Polska scena muzyczna nie zachwyca. To jest powszechnie znany fakt, z jednej strony pop-rockowe pierdoły oparte na 3 akordach i góralskich przyśpiewkach, z drugiej równie skomplikowany black o bieganiu po lasach w spódniczkach z trawy. Myślałem, że mogę sobie już podarować poszukiwanie dobrej muzyki w Nadwiślańskim Kraju, wszak ostatnie pozytywne zaskoczenie spotkało mnie w okolicach 2004 roku przy premierze ostatniej płyty Sacriversum. A tu zonk… Jednak w kraju, w którym polityka zaprząta głowy 90% społeczeństwa da się zrobić dobrą muzykę.

O samym zespole słyszałem nieco wcześniej, lecz nigdy z muzyką Tesserakt nie miałem do czynienia z racji tego, że z gejspejsem nie jestem zbyt zaprzyjaźniony. Materiał jednak otrzymałem, zapoznałem się i ho ho… Ogólnie rzecz biorąc mamy tu do czynienia z progresywnym metalem. Takim prawdziwie progresywnym, w którym muzycy wiedzą do czego służą ich instrumenty. Muzyka, z jaką się spotkamy na tej płycie jest instrumentalna i można ją umieścić gdzieś na linii Dream Theater – Dixie Dregs, z tym, że bliżej spółki Petrucciego. Mimo to muzyka jest bardzo zróżnicowana, mniej lub bardziej odbiegająca od prog metalu będącego podstawą kompozycji. To raz zahaczy o jakieś elementy fusion, to (jak w 111) zerknie na fińskie Ensiferum, czy zasunie jakimś thrashowym riffem. A do tego mamy… skrzypce. Coś niespotykanego ogólnie w metalu nie mającym przedrostka – symfoniczny. Skrzypce, które bardzo dobrze się komponują w całość muzyki prezentowanej przez ten kwartet. Jedynie średnio mi się podobają momenty, gdy gitara prowadzi jakiś pasażyk a skrzypce są zepchnięte w tło – nie brzmi mi to jakoś. Skrzypce są wybitnie solowym instrumentem i w tle brzmią dobrze dopiero, jak ich jest z 10. No ale, to moje odczucie. Rozumiem, że jak są dwa instrumenty solowe, to trzeba się dzielić linią melodyczną. Co ciekawe, słychać tutaj bas, tak informuję, ponieważ ten instrument jest bardzo ściągany do roli „wypełnienia” niskich rejestrów. Tutaj mamy go dużo, słychać, w „Pięcie Zeusa” nawet poszczycił się walkingową sekcją. Brawo za szerokie horyzonty. Ogólnie ten utwór, razem z Mist są wg mnie najlepsze na płycie. Cały album charakteryzuje się ciekawymi rozwiązaniami, ale tutaj mamy ich najwięcej. Świetna gra skrzypiec, elementy jazzu i przede wszystkim dobrze zarysowana perkusja. Rzecz konieczna przy muzyce, która bawi się rytmem i metrum. Tu się należą słowa pochwały komuś odpowiedzialnemu za produkcję. Mamy dużo elementów, w których fraza trwa powiedzmy 15/8 i perkusja śmiało podkreśla, że tu powinna być jeszcze ósemeczka, a świadomie jej nie ma. Możemy takie coś zauważyć choćby w Mist. Fajnie także wkomponowano niektóre szeroko znane patterny, jak choćby elementy przypominające Dream Theater, Metalicę, Jethro Tull czy… element muzyczny z Doom II.
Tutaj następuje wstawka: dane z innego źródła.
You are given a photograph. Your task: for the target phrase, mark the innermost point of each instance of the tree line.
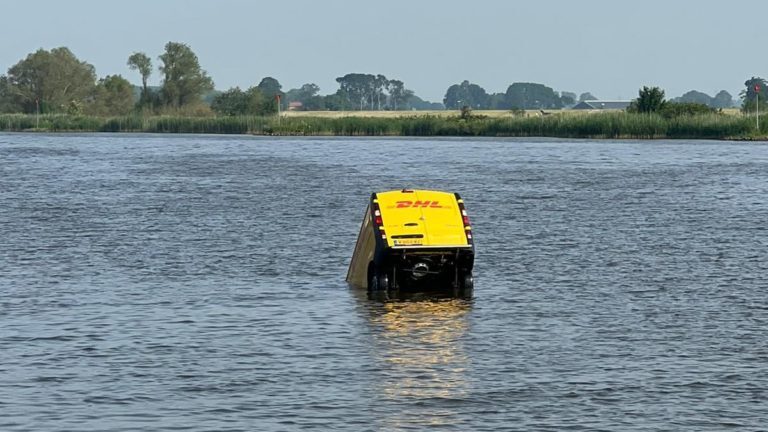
(56, 81)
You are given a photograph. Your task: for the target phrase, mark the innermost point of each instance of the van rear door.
(422, 218)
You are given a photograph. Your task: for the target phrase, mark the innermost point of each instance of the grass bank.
(598, 125)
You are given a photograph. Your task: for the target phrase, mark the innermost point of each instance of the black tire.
(466, 286)
(378, 282)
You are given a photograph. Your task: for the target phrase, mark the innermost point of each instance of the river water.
(196, 283)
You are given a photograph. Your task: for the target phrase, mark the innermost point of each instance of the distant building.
(598, 105)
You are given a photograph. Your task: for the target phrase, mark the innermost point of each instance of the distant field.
(395, 114)
(452, 113)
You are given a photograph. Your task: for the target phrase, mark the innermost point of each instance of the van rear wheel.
(378, 282)
(466, 286)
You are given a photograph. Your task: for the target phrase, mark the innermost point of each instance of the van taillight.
(465, 220)
(377, 219)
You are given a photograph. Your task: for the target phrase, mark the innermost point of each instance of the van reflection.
(421, 364)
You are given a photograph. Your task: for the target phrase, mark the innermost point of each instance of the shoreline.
(609, 125)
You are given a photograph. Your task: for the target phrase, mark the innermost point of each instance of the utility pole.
(757, 106)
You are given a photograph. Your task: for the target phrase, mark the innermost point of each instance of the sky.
(610, 48)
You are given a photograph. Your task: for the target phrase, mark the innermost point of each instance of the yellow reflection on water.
(424, 365)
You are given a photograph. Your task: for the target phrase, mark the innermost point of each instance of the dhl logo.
(418, 204)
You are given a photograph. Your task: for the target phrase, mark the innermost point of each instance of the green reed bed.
(601, 125)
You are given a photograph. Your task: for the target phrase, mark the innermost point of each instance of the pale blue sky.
(607, 47)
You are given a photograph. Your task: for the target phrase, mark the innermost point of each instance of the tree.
(50, 81)
(7, 103)
(466, 94)
(270, 87)
(237, 102)
(750, 95)
(307, 95)
(229, 103)
(113, 96)
(532, 96)
(139, 61)
(398, 94)
(184, 82)
(722, 99)
(650, 99)
(567, 99)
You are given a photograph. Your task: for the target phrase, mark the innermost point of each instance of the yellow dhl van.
(414, 240)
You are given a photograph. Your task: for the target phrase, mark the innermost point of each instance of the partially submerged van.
(414, 240)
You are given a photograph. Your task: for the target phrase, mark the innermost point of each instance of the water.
(197, 283)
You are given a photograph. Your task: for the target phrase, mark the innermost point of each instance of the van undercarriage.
(423, 270)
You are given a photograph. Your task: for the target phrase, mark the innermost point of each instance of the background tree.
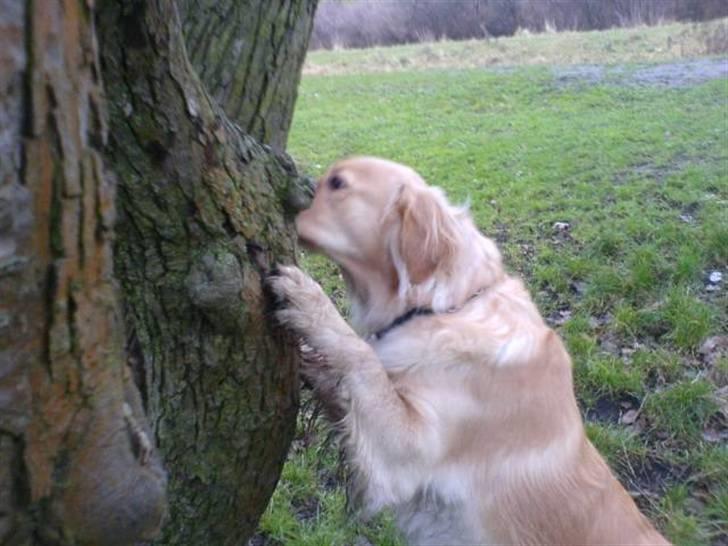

Częstym problemem u zespołów starających się grać progresywnie i technicznie jest to, że zapominają o tym, że większość słuchaczy jest głupia. Im bardziej technicznie się gra, tym mniej ludzi zahaczy na tym ucho. Tutaj nie ma czegoś takiego, muzyka, mimo, że techniczna i skomplikowana – jest przystępna, co przy debiutującym zespole jest kwestią kluczową. Świetnie wyważono ilość technicznych smaczków i samej muzyki.

Podsumowując – oby więcej takich niespodzianek mnie spotykało. Cieszę się, że ta ziemia jeszcze potrafi wydać na świat ludzi umiejących grać i posiadających dobry gust muzyczny. Wierzę, że spod palców tych kolesi wyjdzie dużo porządnej muzyki. Szczerze im tego życzę. Oby tak dalej!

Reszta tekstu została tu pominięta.